4) What sort of training did you complete?

"I am a 500-hour PranaVayu yoga Instructor and a Usui Reiki Master. I am a licensed TIMBo (Trauma Informed Mind Body Program) facilitator and trainer. I also trained with Sarah Powers to teach Yin and Mindfulness, and trained extensively with Lama Migmar Tseten, the Harvard Buddhist Chaplain. I also trained in biomechanics and therapeutics with Santosh Karmacharya. I love training!!!"
Check out this VIDEO to learn more about TIMBo and Emily’s personal experience with trauma and her recovery.

5) Do you have a favorite story or two about how you’ve been able to help clients through your work?

"I met my client Kathy when she was first diagnosed with breast cancer two years ago. We started with reiki and I helped her learn visualization techniques she could use to feel calm and proactive during chemo and surgeries. As she was able, I introduced yin in with the reiki and created a safe space through which she could experience the variety of feelings that the body was releasing through the practice, as well as gently begin to open the tissues that had been so affected by the treatment. We also focused intently on breathing and mindfulness practices that were specific to the healing stage she was in. Being part of and watching Kathy’s healing process is one of the biggest gifts I have ever received.
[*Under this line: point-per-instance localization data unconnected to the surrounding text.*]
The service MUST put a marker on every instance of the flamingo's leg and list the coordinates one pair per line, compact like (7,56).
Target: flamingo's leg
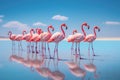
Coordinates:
(49,50)
(39,46)
(45,47)
(32,47)
(79,50)
(72,48)
(57,52)
(92,49)
(76,49)
(36,48)
(54,50)
(89,49)
(42,49)
(21,45)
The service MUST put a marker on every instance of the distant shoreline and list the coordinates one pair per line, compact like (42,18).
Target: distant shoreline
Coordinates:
(98,39)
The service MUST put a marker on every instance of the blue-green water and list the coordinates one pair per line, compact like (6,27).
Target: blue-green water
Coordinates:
(107,64)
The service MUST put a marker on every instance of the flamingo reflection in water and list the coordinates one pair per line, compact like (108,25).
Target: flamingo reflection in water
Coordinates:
(47,73)
(91,67)
(29,61)
(75,69)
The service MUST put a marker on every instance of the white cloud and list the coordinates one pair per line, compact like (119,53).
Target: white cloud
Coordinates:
(1,16)
(112,23)
(39,24)
(1,20)
(16,24)
(60,18)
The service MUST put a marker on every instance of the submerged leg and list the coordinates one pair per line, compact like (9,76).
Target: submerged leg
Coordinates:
(72,48)
(57,52)
(49,50)
(54,50)
(76,50)
(36,48)
(32,47)
(92,49)
(79,51)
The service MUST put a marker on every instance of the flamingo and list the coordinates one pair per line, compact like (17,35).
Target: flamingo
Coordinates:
(45,36)
(75,69)
(91,37)
(90,67)
(32,39)
(78,37)
(57,37)
(12,38)
(36,37)
(70,38)
(19,39)
(27,37)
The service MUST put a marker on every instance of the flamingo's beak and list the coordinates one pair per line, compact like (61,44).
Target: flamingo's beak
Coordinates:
(66,27)
(88,27)
(98,30)
(53,29)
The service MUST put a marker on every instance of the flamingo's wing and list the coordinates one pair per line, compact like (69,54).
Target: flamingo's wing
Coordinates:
(89,38)
(46,36)
(78,37)
(54,37)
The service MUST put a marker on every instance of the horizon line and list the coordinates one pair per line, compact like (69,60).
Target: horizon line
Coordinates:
(98,39)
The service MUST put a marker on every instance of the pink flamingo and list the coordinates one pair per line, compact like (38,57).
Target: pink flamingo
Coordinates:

I have also worked with many people who come in to get support relaxing and dealing with general life stress. Seeing clients who came in tense and stressed out leave relaxed and loose is such a great feeling. Ultimately, I’m excited to support anyone in whatever way I can, and that’s the beauty of what I do—these techniques can be used to solve such a wide variety of issues, big and small."